Meskipun sebagian wilayah Jakarta dan sekitarnya mendapatkan hujan pada Minggu (27/8), namun dampaknya masih belum terasa signifikan terhadap perbaikan kualitas udara di wilayah Jabodetabek.
Asep Purwanto, Kepala Dinas Lingkungan Hidup DKI Jakarta, menjelaskan bahwa Teknologi Modifikasi Cuaca (TMC) tidak langsung dapat menghilangkan polusi udara di wilayah Jabodetabek. “TMC berbeda dengan hujan alami. Meskipun ada penurunan polusi udara terlihat di Jaki [Jakarta], perubahan tersebut tidak terjadi secara drastis dalam sehari,” ungkap Asep di Hotel Shangri-La, Jakarta Pusat, pada hari Senin (27/8).
Asep menegaskan bahwa modifikasi cuaca melibatkan pembentukan awan dan tergantung pada ketersediaan awan di wilayah Jabodetabek. Ini merupakan langkah paling cepat yang dapat diambil untuk mengurangi tingkat polusi udara. Namun, cuaca kering juga menjadi faktor yang berkontribusi terhadap tingginya tingkat polusi udara dalam beberapa waktu ke depan.
Selain menggunakan TMC, upaya lain yang sedang diterapkan oleh Pemerintah Provinsi DKI Jakarta meliputi uji emisi, penanaman pohon, kebijakan work from home, dan pemasangan water mist (penyemprotan air dari atas gedung) guna menekan polusi udara.
Berdasarkan data dari Badan Meteorologi, Klimatologi, dan Geofisika (BMKG), awan diperkirakan hanya akan terbentuk hingga tanggal 28 Agustus. Setelah tanggal tersebut, cuaca kembali kering. Jika Teknologi Modifikasi Cuaca (TMC) tidak dapat dilanjutkan, upaya lain seperti penggunaan water mist akan diterapkan oleh Pemerintah Provinsi.

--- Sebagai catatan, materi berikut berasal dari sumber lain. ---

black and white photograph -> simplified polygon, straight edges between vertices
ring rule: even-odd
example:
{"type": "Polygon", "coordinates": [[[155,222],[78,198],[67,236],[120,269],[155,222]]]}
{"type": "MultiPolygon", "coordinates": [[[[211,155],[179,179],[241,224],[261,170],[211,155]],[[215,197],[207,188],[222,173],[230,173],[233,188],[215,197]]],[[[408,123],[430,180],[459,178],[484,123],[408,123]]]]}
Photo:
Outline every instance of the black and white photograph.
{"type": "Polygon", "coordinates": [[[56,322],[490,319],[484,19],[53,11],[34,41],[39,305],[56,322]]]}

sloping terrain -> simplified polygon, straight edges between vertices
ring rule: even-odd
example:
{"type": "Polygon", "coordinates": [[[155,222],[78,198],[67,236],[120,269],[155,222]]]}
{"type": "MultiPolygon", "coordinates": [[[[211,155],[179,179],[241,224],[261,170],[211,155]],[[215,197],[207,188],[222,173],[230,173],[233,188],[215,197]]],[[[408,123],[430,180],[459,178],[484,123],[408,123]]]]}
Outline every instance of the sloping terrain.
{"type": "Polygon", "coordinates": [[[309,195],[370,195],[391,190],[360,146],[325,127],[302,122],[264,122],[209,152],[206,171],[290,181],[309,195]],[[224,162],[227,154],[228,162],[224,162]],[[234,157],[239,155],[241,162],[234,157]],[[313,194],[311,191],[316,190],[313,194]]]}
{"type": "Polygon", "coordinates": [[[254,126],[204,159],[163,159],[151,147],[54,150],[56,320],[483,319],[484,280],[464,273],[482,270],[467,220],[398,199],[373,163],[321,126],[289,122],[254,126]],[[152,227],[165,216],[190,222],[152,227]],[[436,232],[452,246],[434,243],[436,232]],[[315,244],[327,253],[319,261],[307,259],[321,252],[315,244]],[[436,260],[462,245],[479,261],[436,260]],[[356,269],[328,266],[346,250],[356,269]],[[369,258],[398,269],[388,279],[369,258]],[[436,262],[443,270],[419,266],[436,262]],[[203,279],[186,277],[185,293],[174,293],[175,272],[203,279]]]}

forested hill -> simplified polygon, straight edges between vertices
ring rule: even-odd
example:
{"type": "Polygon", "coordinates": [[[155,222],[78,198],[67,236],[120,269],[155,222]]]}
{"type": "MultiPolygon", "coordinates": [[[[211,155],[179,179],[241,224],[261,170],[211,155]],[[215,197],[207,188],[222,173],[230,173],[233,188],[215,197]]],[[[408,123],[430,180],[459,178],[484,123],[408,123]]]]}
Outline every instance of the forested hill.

Pemerintah Provinsi DKI Jakarta merencanakan penggunaan water mist dari gedung-gedung tinggi untuk mengurangi polusi udara di Jakarta.
Data dari IQAir, platform informasi kualitas udara real-time, menunjukkan pada Senin (28/8) pagi bahwa indeks kualitas udara di Jakarta masih sangat buruk, mencapai angka 163 dalam kategori “Tidak Sehat”. Konsentrasi Particulate Matter (PM2.5) di Jakarta saat ini mencapai 15.6 kali lipat dari nilai panduan kualitas udara tahunan yang ditetapkan oleh Organisasi Kesehatan Dunia (WHO).
Perlu dicatat bahwa Particulate Matter (PM2.5) merujuk pada partikel udara dengan ukuran kurang dari atau sama dengan 2.5 µm (mikrometer). Pengukuran konsentrasi PM2.5 menggunakan metode penyinaran sinar Beta Attenuation Monitoring (BAM) dengan satuan mikrogram per meter kubik (µm/m3).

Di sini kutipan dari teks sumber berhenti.